Another note, if you have already get many many small las files, you could manually merge them and ask fc_ovlp_filter.py to take the merged las files as input. However, you have to make sure you don't redundant entries in the merged files.

tangerzhang commented 8 years ago

Thanks Jason. I have re-sumbited the job with -dal128. I will see the results. That would take too long.

2016-05-24 10:41 GMT+08:00 Jason Chin notifications@github.com:

Another note, if you have already get many many small las files, you could manually merge them and ask fc_ovlp_filter.py to take the merged las files as input. However, you have to make sure you don't redundant entries in the merged files.

— You are receiving this because you authored the thread. Reply to this email directly or view it on GitHub https://github.com/PacificBiosciences/FALCON/issues/372#issuecomment-221151886

tangerzhang commented 8 years ago

Hi Jason, I tried -B128 but still have the same problem. I think it might be a bug after I updating the latest falcon release. My previous run (successful case) in which I used falcon v0.4 generate a las.fofn file contain only preads.*.las.
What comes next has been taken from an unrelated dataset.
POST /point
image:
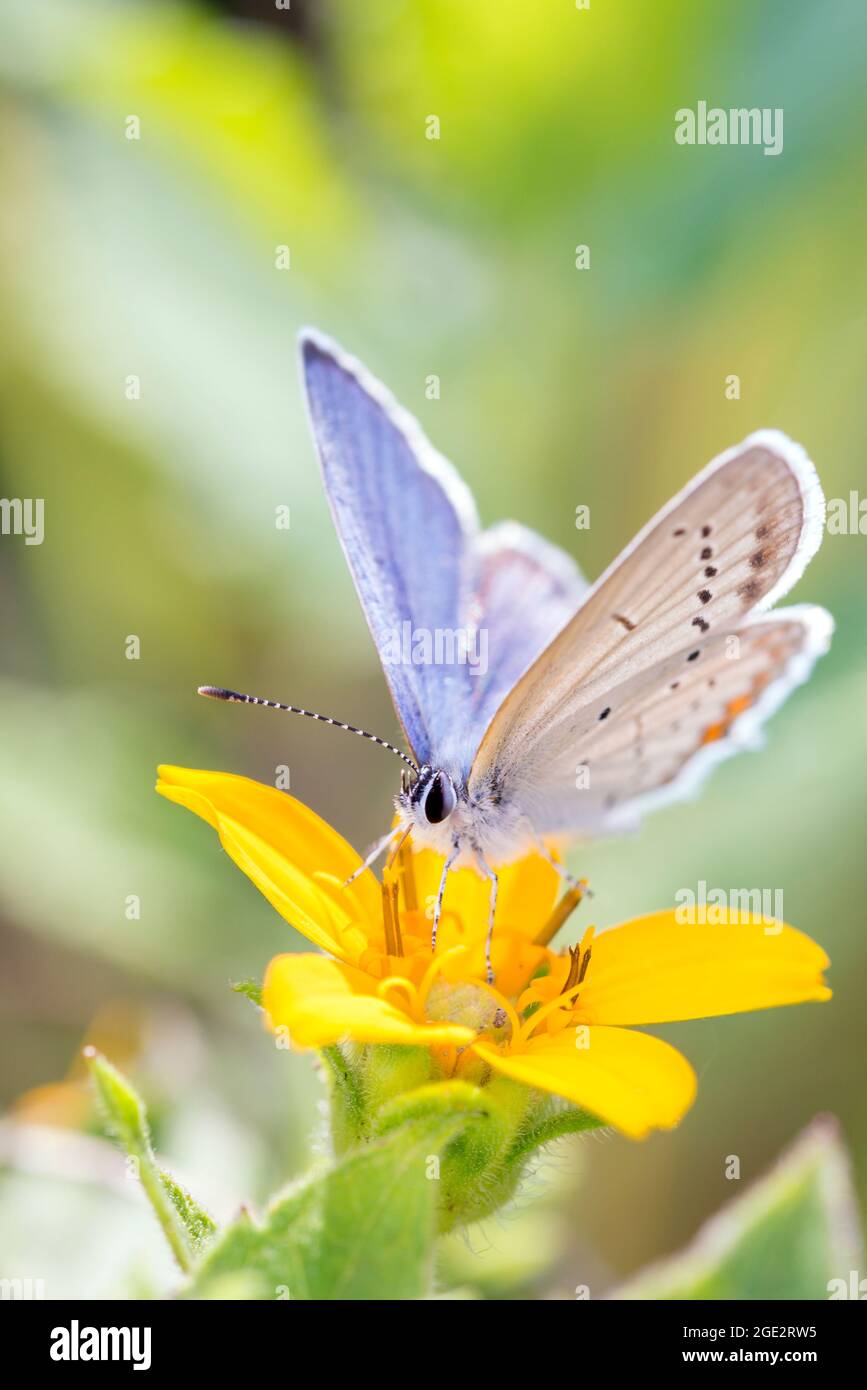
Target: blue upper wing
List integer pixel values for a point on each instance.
(407, 526)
The context of las.fofn is attached below:

/home/zhangxt/project/AP85/1-preads_ovl/las_files/preads.62.las
/home/zhangxt/project/AP85/1-preads_ovl/las_files/preads.73.las
/home/zhangxt/project/AP85/1-preads_ovl/las_files/preads.104.las
/home/zhangxt/project/AP85/1-preads_ovl/las_files/preads.63.las
/home/zhangxt/project/AP85/1-preads_ovl/las_files/preads.132.las

However, the failure one (latest falcon release) generated a las.fofn file which contains all las file, including L1.*.las, L2.*.las and preads.*.las. Part of the file were attached below:

/home/zhangxt/project/LgSXasm/try_corOutCoverage80/falcon_t1/1-preads_ovl/m_00001/L1.1.114.las
/home/zhangxt/project/LgSXasm/try_corOutCoverage80/falcon_t1/1-preads_ovl/m_00001/L1.1.207.las
...

Is this a bug or anything I did wrong? I can only use preads.*las right now but I would like to know what cause this problem. I could avoid this in the future. Thanks!
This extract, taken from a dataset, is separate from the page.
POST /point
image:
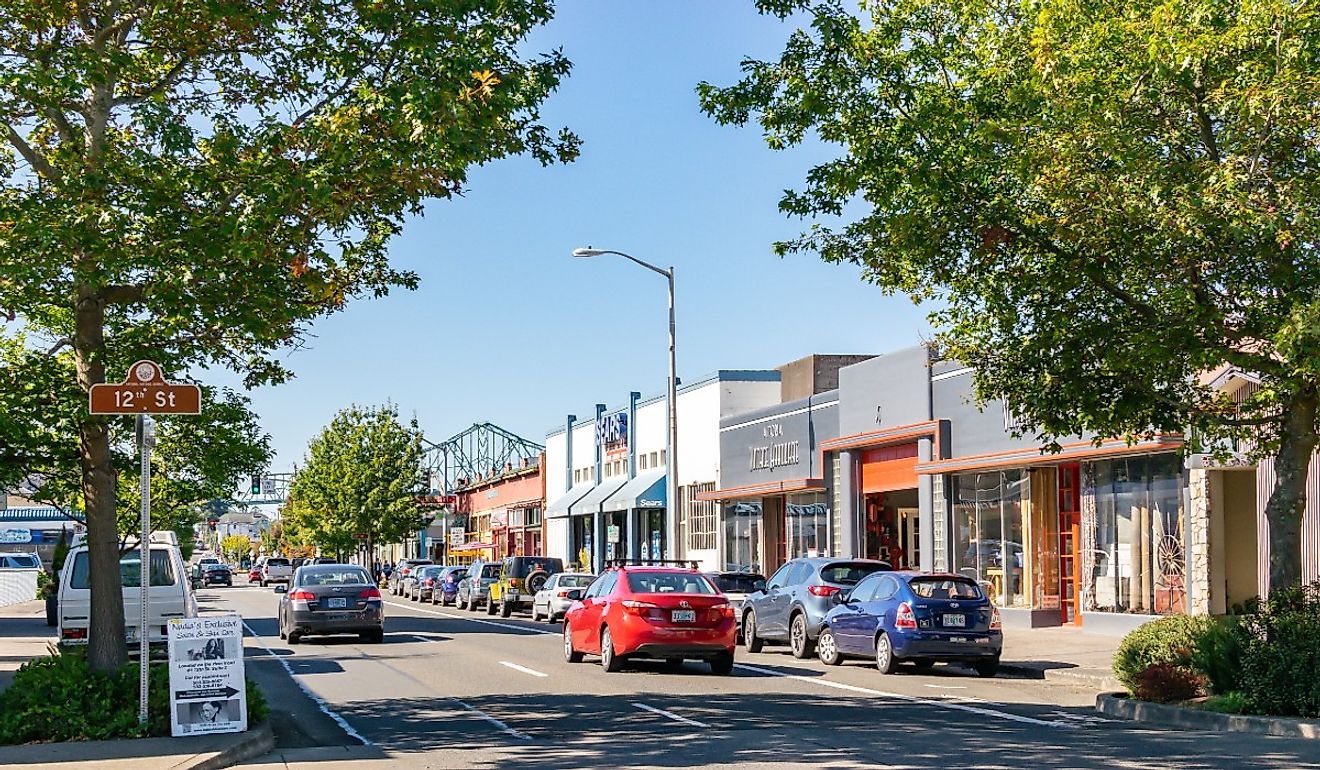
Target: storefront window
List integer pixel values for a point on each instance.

pb-jchin commented 8 years ago

yes. it is a bug. I submitted a PR already. see https://github.com/PacificBiosciences/FALCON/pull/367

pb-cdunn commented 8 years ago

Could you tell us what commit you are using? git rev-parse HEAD. Did you simply download the latest release. I am about to issue a new release with the fix.

The good news is that you will not need to re-run everything. After updating FALCON (the tip of master is fine), simply:

rm -rf 2-*/
rm -rf 1-*/

And restart. Stage-0 should be fine.